I’m going to move to another state to move in with my boyfriend. Currently, I’m making a good salary in the state where I live and moving will cost me, likely 30% in my salary. Remote work isn’t an option (I’ve investigated it and was told no). Plus, I don’t have all the relevant experience I would need to switch to a different line of work in my new city.
Currently, I’m feeling distressed as I think about leaving my current job and salary when I’m not finding a perfect fit in my target city. I don’t really want to be unemployed for months and months. My mindset will tank when I’m not employed. I don’t even know what to do.
I don’t want to take a job making less because I know that I will make that mean that all my prior career planning has gone to waste and that the money I will make in a new job will be less than what I make now and that I’ll be backsliding in my career.
Thinking that I get to be with my boyfriend is a nice thought, but it’s not moving the needle for me. Thinking that this new city could be slower-paced if I find a new job that isn’t a ‘career’ doesn’t work because I like fast-paced areas and I think of myself as a career-oriented woman. I don’t know who I would be if I had to take a lesser-paying job and I feel like it would take a lot of managing my mind around it and I don’t think I’d ever be happy with a job that pays less than what I make now.
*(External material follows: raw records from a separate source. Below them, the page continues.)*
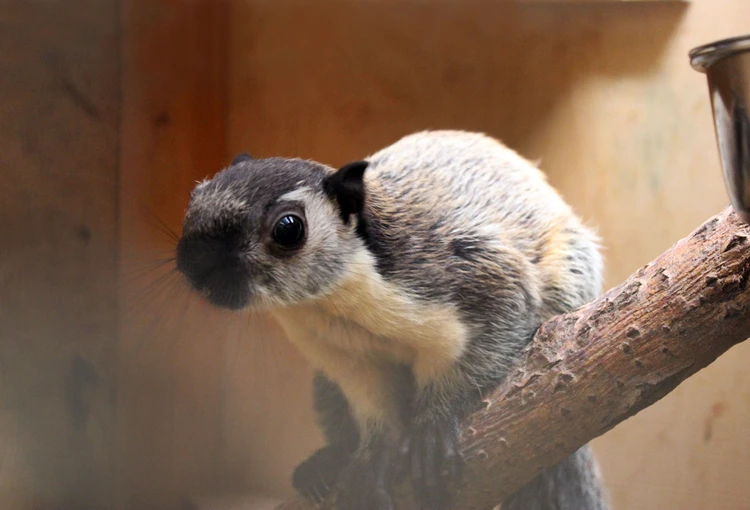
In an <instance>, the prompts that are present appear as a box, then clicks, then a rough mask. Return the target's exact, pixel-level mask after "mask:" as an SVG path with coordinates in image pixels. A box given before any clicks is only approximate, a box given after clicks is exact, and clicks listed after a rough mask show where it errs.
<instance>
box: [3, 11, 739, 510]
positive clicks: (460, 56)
mask: <svg viewBox="0 0 750 510" xmlns="http://www.w3.org/2000/svg"><path fill="white" fill-rule="evenodd" d="M748 31H750V2H748V1H747V0H693V1H692V2H685V1H678V0H671V1H670V0H664V1H646V0H644V1H623V0H590V1H587V2H575V1H567V0H546V1H542V0H534V1H532V0H523V1H521V0H519V1H515V2H510V1H502V0H495V1H488V0H436V1H432V2H419V1H416V0H414V1H396V0H373V1H369V2H361V1H357V0H316V1H307V2H304V1H296V2H292V1H287V0H277V1H273V2H272V1H270V0H236V1H231V0H67V1H62V0H27V1H23V0H4V1H2V2H0V193H1V195H0V508H2V509H3V510H6V509H7V510H27V509H28V510H32V509H33V510H58V509H59V510H89V509H91V510H94V509H95V510H102V509H116V510H132V509H138V510H151V509H158V510H172V509H175V510H179V509H182V508H186V506H185V505H186V504H187V502H188V501H192V502H198V503H197V504H198V505H199V507H200V508H205V509H207V510H208V509H212V510H213V509H215V508H219V506H221V503H216V502H205V503H201V501H204V499H203V498H208V497H210V496H223V495H232V494H234V495H238V497H242V498H244V497H249V496H262V497H268V498H283V497H284V496H287V495H289V494H290V493H291V488H290V485H289V477H290V474H291V471H292V469H293V467H294V466H295V465H296V464H297V463H298V462H300V461H301V460H303V459H304V458H305V457H306V456H307V455H308V454H309V453H311V452H312V451H313V450H314V449H315V448H317V447H318V446H319V444H320V441H321V438H320V436H319V433H318V431H317V430H316V428H315V426H314V424H313V415H312V411H311V403H310V376H311V374H310V370H309V368H308V367H307V366H306V364H305V362H304V361H303V360H302V359H301V357H300V356H299V355H298V354H297V353H296V352H295V350H294V349H293V348H292V347H291V346H290V345H288V344H287V341H286V339H285V338H284V337H283V335H282V334H281V332H280V331H279V329H278V328H277V326H276V325H275V324H274V323H272V322H271V321H270V320H269V319H267V318H265V317H262V316H253V315H246V314H226V313H221V312H217V311H215V310H212V309H210V308H208V307H206V306H205V305H204V304H203V303H202V302H201V301H200V300H198V299H197V298H195V297H194V296H191V295H190V294H189V293H188V292H187V290H186V288H185V286H184V285H183V284H182V282H181V281H180V279H179V278H177V276H176V274H175V273H174V272H173V271H172V265H170V264H171V262H170V260H169V257H171V252H170V250H171V249H172V248H173V246H174V239H173V236H174V232H178V231H179V228H180V224H181V216H182V214H183V211H184V208H185V206H186V204H187V199H188V195H189V192H190V189H191V188H192V187H193V185H194V183H195V181H196V180H198V179H202V178H204V177H206V176H209V175H212V174H213V173H214V172H216V171H217V170H219V169H220V168H221V167H222V166H223V165H225V164H227V163H228V161H229V160H230V159H231V158H232V157H233V156H234V155H235V154H236V153H238V152H242V151H248V152H250V153H252V154H253V155H254V156H258V157H264V156H272V155H273V156H299V157H303V158H311V159H316V160H319V161H321V162H324V163H327V164H330V165H334V166H335V165H339V164H342V163H345V162H347V161H349V160H351V159H354V158H361V157H363V156H365V155H366V154H368V153H370V152H374V151H375V150H377V149H379V148H381V147H383V146H385V145H388V144H390V143H392V142H393V141H395V140H396V139H397V138H399V137H401V136H403V135H405V134H408V133H410V132H413V131H417V130H422V129H437V128H450V129H466V130H476V131H483V132H486V133H489V134H491V135H493V136H496V137H498V138H500V139H502V140H503V141H504V142H506V143H507V144H509V145H510V146H511V147H513V148H515V149H517V150H518V151H519V152H521V153H522V154H523V155H525V156H527V157H528V158H530V159H533V160H539V161H540V162H541V163H540V164H541V168H542V169H543V170H544V171H545V172H546V173H547V174H548V175H549V178H550V180H551V181H552V183H553V184H554V185H555V186H556V187H557V188H558V189H559V190H560V191H561V192H562V194H563V195H564V196H565V198H566V199H567V200H568V201H569V202H570V203H571V204H572V205H573V206H574V208H575V209H576V210H577V211H578V212H579V213H580V214H581V215H582V216H583V217H584V218H585V219H586V221H587V223H589V224H590V225H593V226H595V227H597V228H598V229H599V232H600V233H601V235H602V237H603V239H604V243H605V247H606V251H605V255H606V260H607V273H606V287H607V288H609V287H611V286H614V285H616V284H618V283H620V282H621V281H622V280H623V279H625V278H626V277H627V276H628V275H629V274H630V273H632V272H634V271H635V270H636V269H638V268H639V267H640V266H641V265H643V264H645V263H647V262H648V261H650V260H651V259H653V258H654V257H656V256H657V255H659V254H660V253H661V252H663V251H664V250H665V249H667V248H668V247H670V246H671V245H672V244H673V243H674V242H676V241H677V240H679V239H680V238H682V237H684V236H686V235H687V234H689V233H690V231H691V230H693V229H694V228H695V227H697V226H698V225H699V224H701V223H702V222H703V221H705V220H706V219H707V218H708V217H710V216H711V215H713V214H715V213H718V212H719V211H720V210H721V209H722V208H724V207H725V206H726V205H727V204H728V199H727V195H726V192H725V190H724V185H723V182H722V178H721V173H720V166H719V159H718V151H717V148H716V141H715V137H714V131H713V129H714V128H713V122H712V118H711V112H710V104H709V97H708V88H707V85H706V81H705V76H704V75H702V74H699V73H696V72H695V71H693V70H692V69H691V68H690V66H689V63H688V58H687V53H688V51H689V50H690V49H691V48H692V47H694V46H697V45H700V44H703V43H706V42H710V41H712V40H715V39H721V38H725V37H729V36H735V35H742V34H744V33H746V32H748ZM706 341H711V339H706ZM748 359H750V345H747V344H746V345H740V346H738V347H736V348H734V349H732V350H731V351H729V352H728V353H727V354H726V355H725V356H723V357H722V358H720V359H719V360H718V361H716V362H715V363H714V364H713V365H711V366H709V367H708V368H707V369H705V370H704V371H702V372H701V373H699V374H698V375H696V376H694V377H692V378H691V379H689V380H688V381H686V382H685V383H684V384H682V385H681V386H680V387H679V388H678V389H677V390H676V391H674V392H673V393H671V394H670V395H668V396H667V397H666V398H664V399H663V400H662V401H660V402H659V403H657V404H656V405H654V406H652V407H650V408H648V409H646V410H645V411H643V412H641V413H640V414H638V415H637V416H635V417H633V418H631V419H630V420H628V421H627V422H625V423H623V424H621V425H620V426H618V427H616V428H615V429H613V430H612V431H611V432H609V433H607V434H606V435H604V436H603V437H601V438H598V439H597V440H595V442H594V446H595V450H596V452H597V453H598V455H599V458H600V462H601V466H602V471H603V475H604V478H605V481H606V484H607V487H608V489H609V491H610V493H611V496H612V499H613V505H614V508H615V509H616V510H652V509H653V510H656V509H660V510H664V509H680V510H703V509H727V510H731V509H746V508H747V501H748V500H750V484H748V483H747V480H748V473H750V440H749V439H748V438H749V437H750V373H749V372H748V370H747V365H748V362H747V360H748ZM253 505H254V504H253V503H247V504H244V505H239V506H235V507H234V508H238V509H239V508H242V510H245V509H247V510H250V509H251V508H255V507H254V506H253ZM257 508H260V506H258V507H257Z"/></svg>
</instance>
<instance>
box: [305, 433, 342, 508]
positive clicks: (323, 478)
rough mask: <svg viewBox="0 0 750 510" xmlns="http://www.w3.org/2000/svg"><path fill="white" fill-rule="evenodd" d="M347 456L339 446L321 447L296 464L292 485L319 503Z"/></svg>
mask: <svg viewBox="0 0 750 510" xmlns="http://www.w3.org/2000/svg"><path fill="white" fill-rule="evenodd" d="M349 457H350V455H347V454H346V452H344V451H342V450H341V449H340V448H335V447H333V446H325V447H323V448H321V449H320V450H318V451H316V452H315V453H314V454H312V456H311V457H310V458H309V459H307V460H306V461H304V462H303V463H302V464H300V465H299V466H297V469H295V470H294V474H293V475H292V486H293V487H294V489H295V490H296V491H297V492H298V493H300V494H301V495H302V496H303V497H305V498H307V499H309V500H311V501H312V502H314V503H316V504H318V503H321V502H322V501H323V500H324V499H325V498H327V497H328V494H329V493H330V492H331V490H333V488H334V487H335V485H336V481H337V480H338V478H339V474H340V473H341V471H343V469H344V466H346V463H347V462H348V460H349Z"/></svg>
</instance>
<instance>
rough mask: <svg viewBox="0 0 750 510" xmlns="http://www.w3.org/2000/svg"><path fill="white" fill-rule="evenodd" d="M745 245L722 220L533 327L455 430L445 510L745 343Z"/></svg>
mask: <svg viewBox="0 0 750 510" xmlns="http://www.w3.org/2000/svg"><path fill="white" fill-rule="evenodd" d="M748 238H750V227H748V225H746V224H744V223H742V222H741V221H740V220H739V219H738V218H737V216H736V215H735V213H734V212H733V211H732V210H731V208H726V209H725V210H724V211H723V212H722V213H721V214H719V215H717V216H715V217H713V218H712V219H710V220H709V221H707V222H706V223H704V224H703V225H702V226H701V227H700V228H698V229H697V230H695V231H694V232H693V233H692V234H691V235H690V236H688V237H687V238H685V239H683V240H681V241H679V242H678V243H677V244H676V245H674V246H673V247H672V248H670V249H669V250H668V251H667V252H665V253H664V254H663V255H661V256H660V257H659V258H657V259H656V260H655V261H653V262H651V263H650V264H648V265H646V266H645V267H643V268H641V269H640V270H639V271H637V272H636V273H635V274H633V275H632V276H630V277H629V278H628V279H627V280H626V281H625V282H623V283H622V284H621V285H618V286H617V287H615V288H613V289H611V290H610V291H609V292H607V293H605V294H603V295H602V296H601V297H600V298H599V299H597V300H595V301H593V302H591V303H589V304H588V305H586V306H584V307H583V308H581V309H579V310H576V311H574V312H572V313H569V314H565V315H560V316H557V317H554V318H552V319H550V320H549V321H547V322H546V323H544V324H543V325H542V327H541V328H540V329H539V331H538V332H537V334H536V335H535V336H534V339H533V341H532V342H531V344H530V345H529V346H528V348H527V349H526V351H525V352H524V355H523V356H522V358H521V361H520V362H519V364H518V365H517V368H516V369H515V370H514V371H513V372H512V373H511V374H510V376H509V377H508V378H507V379H506V381H505V382H504V383H503V384H502V385H501V386H500V387H499V388H497V389H496V390H495V391H493V392H492V393H491V394H490V395H488V396H487V398H486V399H485V404H486V407H485V408H484V409H482V410H481V411H478V412H477V413H475V414H473V415H472V416H471V417H470V418H469V419H468V420H466V422H465V423H464V424H463V425H462V435H461V443H460V446H461V450H462V453H463V455H464V458H465V459H466V463H467V465H466V470H465V474H464V482H463V486H462V487H457V488H456V490H455V494H456V496H455V498H456V502H455V503H456V504H455V508H460V509H462V510H486V509H488V508H493V507H494V506H495V505H496V504H498V503H500V502H501V501H503V500H504V499H505V498H506V497H507V496H509V495H510V494H511V493H513V492H514V491H515V490H517V489H518V488H520V487H521V486H523V485H524V484H525V483H527V482H528V481H530V480H531V479H533V478H534V477H535V476H536V475H538V474H539V473H541V471H542V470H543V469H544V468H546V467H549V466H552V465H554V464H556V463H557V462H559V461H561V460H562V459H563V458H565V457H566V456H568V455H570V454H571V453H573V452H574V451H576V450H577V449H578V448H580V447H581V446H583V445H584V444H586V443H588V442H589V441H591V440H592V439H594V438H596V437H598V436H600V435H602V434H603V433H605V432H607V431H608V430H610V429H611V428H613V427H614V426H615V425H617V424H619V423H620V422H622V421H624V420H625V419H627V418H629V417H631V416H633V415H634V414H636V413H638V412H639V411H641V410H642V409H644V408H646V407H648V406H650V405H652V404H654V403H655V402H657V401H658V400H660V399H661V398H662V397H664V396H665V395H667V394H668V393H669V392H671V391H672V390H673V389H674V388H676V387H677V386H678V385H679V384H680V383H681V382H682V381H683V380H685V379H686V378H688V377H690V376H691V375H693V374H695V373H696V372H698V371H699V370H701V369H702V368H704V367H705V366H707V365H709V364H710V363H712V362H713V361H714V360H715V359H716V358H717V357H719V356H720V355H721V354H723V353H724V352H726V351H727V350H728V349H729V348H730V347H732V346H733V345H735V344H737V343H740V342H742V341H743V340H745V339H746V338H747V337H748V336H750V313H746V310H748V309H750V291H748V290H747V285H748V279H750V244H749V243H748ZM399 489H400V490H399V491H398V493H399V496H400V498H401V501H402V503H404V501H405V500H404V499H403V498H405V497H406V498H408V490H407V489H406V488H405V487H403V486H401V487H399ZM400 508H413V505H410V504H409V502H408V501H407V502H406V504H402V505H400ZM308 509H312V506H311V505H309V504H307V503H305V502H303V501H301V500H296V501H290V502H287V503H285V504H282V505H281V506H279V507H278V510H308Z"/></svg>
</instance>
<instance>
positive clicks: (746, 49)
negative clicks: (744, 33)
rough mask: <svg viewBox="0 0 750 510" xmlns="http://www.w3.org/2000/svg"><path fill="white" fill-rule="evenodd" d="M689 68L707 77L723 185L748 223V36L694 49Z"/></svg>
mask: <svg viewBox="0 0 750 510" xmlns="http://www.w3.org/2000/svg"><path fill="white" fill-rule="evenodd" d="M690 65H691V66H692V67H693V69H695V70H696V71H700V72H702V73H705V74H706V76H707V78H708V89H709V93H710V96H711V106H712V109H713V118H714V126H715V128H716V138H717V142H718V145H719V156H720V157H721V165H722V170H723V173H724V183H725V184H726V187H727V191H728V192H729V198H730V200H731V203H732V207H734V210H735V211H736V212H737V215H738V216H739V217H740V218H741V219H742V220H743V221H744V222H745V223H750V117H748V105H750V35H746V36H742V37H733V38H731V39H723V40H720V41H716V42H712V43H710V44H705V45H703V46H699V47H697V48H694V49H693V50H691V51H690Z"/></svg>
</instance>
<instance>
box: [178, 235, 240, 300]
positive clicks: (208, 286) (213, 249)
mask: <svg viewBox="0 0 750 510" xmlns="http://www.w3.org/2000/svg"><path fill="white" fill-rule="evenodd" d="M240 243H241V235H240V232H239V231H235V230H232V229H227V230H224V231H223V232H221V233H220V234H190V235H187V236H183V237H182V238H180V240H179V242H178V243H177V253H176V259H177V270H178V271H180V272H181V273H182V274H184V275H185V277H186V278H187V280H188V282H189V283H190V285H191V287H193V289H195V290H197V291H199V292H200V293H201V294H203V295H204V296H205V297H206V298H207V299H208V300H209V301H210V302H211V303H213V304H214V305H216V306H220V307H223V308H230V309H239V308H242V307H244V306H246V305H247V303H248V301H249V299H250V287H249V281H248V278H249V273H248V270H247V265H246V263H245V262H244V260H243V258H242V256H241V250H240Z"/></svg>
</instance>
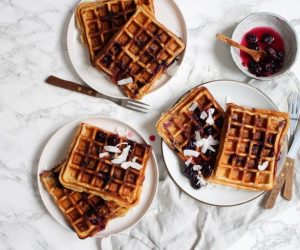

The new city has less to offer in terms of what I’m interested in. Overall, I really want to be with my boyfriend, but it freaks me out that that might be the only reason to move and I’ll probably die of boredom once I get there. And, I won’t have a lot of disposable income like I do now. Finding a new job feels like a crapshoot and not a task that I’m looking forward to at all. I just don’t want to do it.